Rebel Wilson Show ‘Super Fun Night’ Criticized For Reliance On Fat Jokes


Rebel Wilson is overweight, and at one point that alone would have blocked her path to Hollywood.

But in recent years a group of trailblazers have smashed the stereotype that larger women cannot play lead roles — Melissa McCarthy won an Emmy for Mike & Molly and Lena Dunham has reshaped norms of portrayals of women on television with her role in Girls, for example.

This would seem to be the path ABC would take with the new Rebel Wilson project, Super Fun Night. But critics say the show it too restricted in its format and it use of Wilson.

“Unfortunately, though Wilson remains gorgeously fearless in her willingness to go all in, neither the network nor Wilson (she is an executive producer) know quite what to do with that,” wrote Los Angeles Times critic Mary McNamara. “Beyond, you know, making sure everyone realizes that we shouldn’t have such narrow preconceptions based on appearance.”

Others say the show goes too far in its fat jokes.

“Still, while the star’s skill is beyond question, the show may want to limit how often it asks us to laugh at what are, essentially, fat jokes, even when the overweight person is in control of the joke. There are only so many times you can use Kimmie being disrobed in public as a subject of humor without it crossing from comic to cruel,” says USA Today.

The show itself was met with lukewarm reviews, with a Metacritic score of 46 percent based on 26 reviews.
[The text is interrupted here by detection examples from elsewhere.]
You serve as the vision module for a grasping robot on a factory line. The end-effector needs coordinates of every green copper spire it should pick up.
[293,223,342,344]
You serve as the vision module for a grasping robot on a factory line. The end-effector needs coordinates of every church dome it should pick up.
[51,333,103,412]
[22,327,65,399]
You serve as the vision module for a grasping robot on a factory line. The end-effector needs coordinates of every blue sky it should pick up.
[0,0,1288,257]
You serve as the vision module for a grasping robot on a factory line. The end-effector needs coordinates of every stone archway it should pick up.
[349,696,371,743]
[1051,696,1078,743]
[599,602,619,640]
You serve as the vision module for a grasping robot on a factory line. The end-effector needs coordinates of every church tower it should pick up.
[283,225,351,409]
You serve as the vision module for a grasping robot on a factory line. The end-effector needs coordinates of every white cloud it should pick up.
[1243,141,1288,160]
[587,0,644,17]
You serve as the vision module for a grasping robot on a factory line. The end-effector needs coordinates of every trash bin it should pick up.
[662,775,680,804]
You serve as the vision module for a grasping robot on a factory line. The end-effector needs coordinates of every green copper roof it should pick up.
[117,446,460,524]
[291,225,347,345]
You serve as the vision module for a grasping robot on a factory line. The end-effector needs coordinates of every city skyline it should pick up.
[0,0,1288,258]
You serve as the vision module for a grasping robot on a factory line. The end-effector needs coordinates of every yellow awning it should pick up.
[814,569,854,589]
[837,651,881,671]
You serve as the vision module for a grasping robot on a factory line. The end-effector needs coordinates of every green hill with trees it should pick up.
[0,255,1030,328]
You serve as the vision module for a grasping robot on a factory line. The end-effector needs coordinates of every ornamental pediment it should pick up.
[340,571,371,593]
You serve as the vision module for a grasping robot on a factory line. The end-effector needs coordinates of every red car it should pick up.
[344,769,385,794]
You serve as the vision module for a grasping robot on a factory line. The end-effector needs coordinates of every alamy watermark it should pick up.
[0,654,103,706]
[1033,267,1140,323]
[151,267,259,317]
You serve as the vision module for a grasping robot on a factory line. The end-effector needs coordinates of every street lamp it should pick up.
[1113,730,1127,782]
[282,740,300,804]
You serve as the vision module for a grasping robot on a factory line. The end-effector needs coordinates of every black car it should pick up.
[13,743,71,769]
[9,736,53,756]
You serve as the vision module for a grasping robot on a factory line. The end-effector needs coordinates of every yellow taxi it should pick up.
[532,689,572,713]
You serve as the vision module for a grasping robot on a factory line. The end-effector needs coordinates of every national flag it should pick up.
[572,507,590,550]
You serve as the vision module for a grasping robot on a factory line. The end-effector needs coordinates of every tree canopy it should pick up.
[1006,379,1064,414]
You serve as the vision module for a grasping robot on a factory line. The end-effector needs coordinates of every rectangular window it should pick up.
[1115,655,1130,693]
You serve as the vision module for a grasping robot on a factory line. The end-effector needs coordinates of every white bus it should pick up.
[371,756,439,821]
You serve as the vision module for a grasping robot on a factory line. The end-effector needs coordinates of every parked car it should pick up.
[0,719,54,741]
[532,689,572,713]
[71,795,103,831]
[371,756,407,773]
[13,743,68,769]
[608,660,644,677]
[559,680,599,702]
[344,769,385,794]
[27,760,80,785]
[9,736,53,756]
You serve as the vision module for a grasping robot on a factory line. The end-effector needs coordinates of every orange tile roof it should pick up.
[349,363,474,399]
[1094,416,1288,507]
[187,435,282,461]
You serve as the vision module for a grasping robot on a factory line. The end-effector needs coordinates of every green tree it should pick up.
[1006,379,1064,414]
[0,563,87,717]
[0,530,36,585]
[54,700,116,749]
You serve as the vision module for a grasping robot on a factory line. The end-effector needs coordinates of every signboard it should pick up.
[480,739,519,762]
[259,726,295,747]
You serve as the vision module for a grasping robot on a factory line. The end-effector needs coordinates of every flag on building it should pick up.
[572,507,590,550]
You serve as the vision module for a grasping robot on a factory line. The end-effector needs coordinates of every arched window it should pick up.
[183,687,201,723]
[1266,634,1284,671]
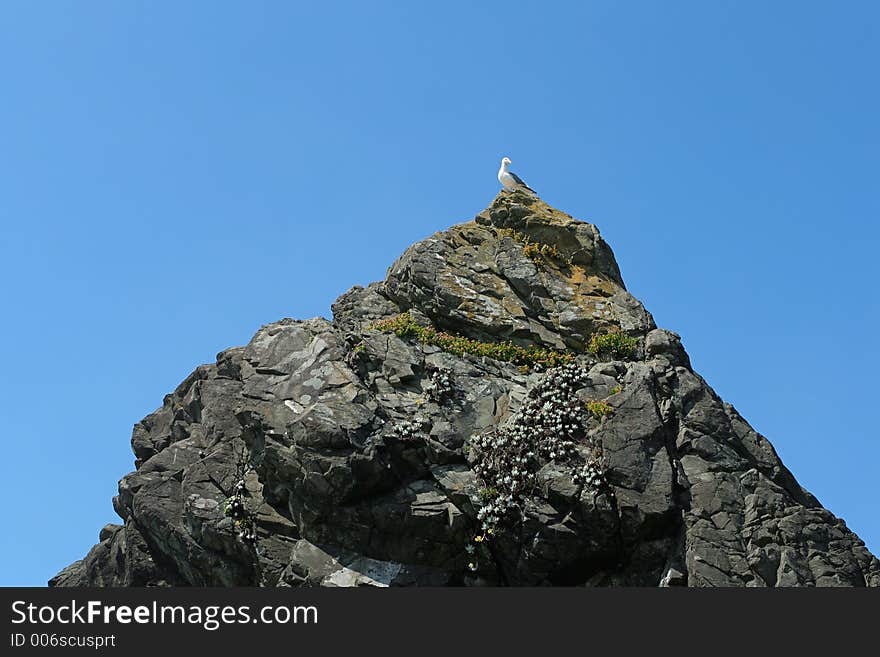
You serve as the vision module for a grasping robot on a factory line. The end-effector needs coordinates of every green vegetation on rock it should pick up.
[587,330,639,358]
[587,400,614,417]
[501,228,562,261]
[369,313,574,369]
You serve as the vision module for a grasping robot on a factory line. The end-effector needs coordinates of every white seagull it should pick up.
[498,157,536,194]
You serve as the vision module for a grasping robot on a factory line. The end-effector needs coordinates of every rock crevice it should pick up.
[50,191,880,587]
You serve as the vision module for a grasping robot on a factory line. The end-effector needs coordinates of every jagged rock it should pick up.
[50,192,880,586]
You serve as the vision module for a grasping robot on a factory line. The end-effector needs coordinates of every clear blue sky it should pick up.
[0,0,880,585]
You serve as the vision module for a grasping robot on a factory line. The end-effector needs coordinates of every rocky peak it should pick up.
[51,191,880,586]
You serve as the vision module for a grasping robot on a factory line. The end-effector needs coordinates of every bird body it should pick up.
[498,157,535,194]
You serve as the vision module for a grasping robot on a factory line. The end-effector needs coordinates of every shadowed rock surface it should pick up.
[50,192,880,587]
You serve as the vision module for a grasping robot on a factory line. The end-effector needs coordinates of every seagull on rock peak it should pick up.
[498,157,537,194]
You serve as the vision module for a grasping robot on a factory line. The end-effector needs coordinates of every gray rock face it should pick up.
[50,192,880,587]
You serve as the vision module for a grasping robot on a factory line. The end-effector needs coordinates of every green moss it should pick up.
[587,330,639,358]
[369,313,574,368]
[501,228,562,262]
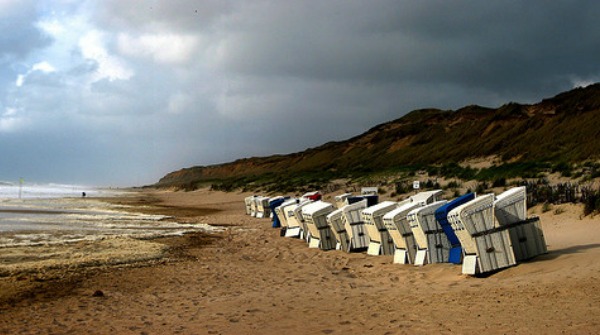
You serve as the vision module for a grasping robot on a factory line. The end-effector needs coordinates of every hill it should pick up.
[154,84,600,189]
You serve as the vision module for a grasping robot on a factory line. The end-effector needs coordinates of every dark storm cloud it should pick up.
[0,0,600,185]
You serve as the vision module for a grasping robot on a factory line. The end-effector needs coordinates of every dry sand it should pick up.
[0,190,600,334]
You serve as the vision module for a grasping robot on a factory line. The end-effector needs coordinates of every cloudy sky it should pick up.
[0,0,600,186]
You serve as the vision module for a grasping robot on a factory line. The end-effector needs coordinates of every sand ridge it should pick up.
[0,190,600,334]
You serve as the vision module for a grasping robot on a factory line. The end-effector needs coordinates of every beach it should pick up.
[0,189,600,335]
“Having stripped Wilson of her signature Aussie accent for no good reason, the basic story line trots her back about 10 years, to the dark ages before geeks ruled the earth and McCarthy was a franchise,” the Los Angeles Times explained.

The show, and subsequent reviews, prove that weight is still an issue, especially for female comedians like Rebel Wilson. While reviewer Rex Reed called Melissa McCarthy “tractor-sized” in a scathing review of her movie Identity Thief, larger male actors have rarely faced such scrutiny.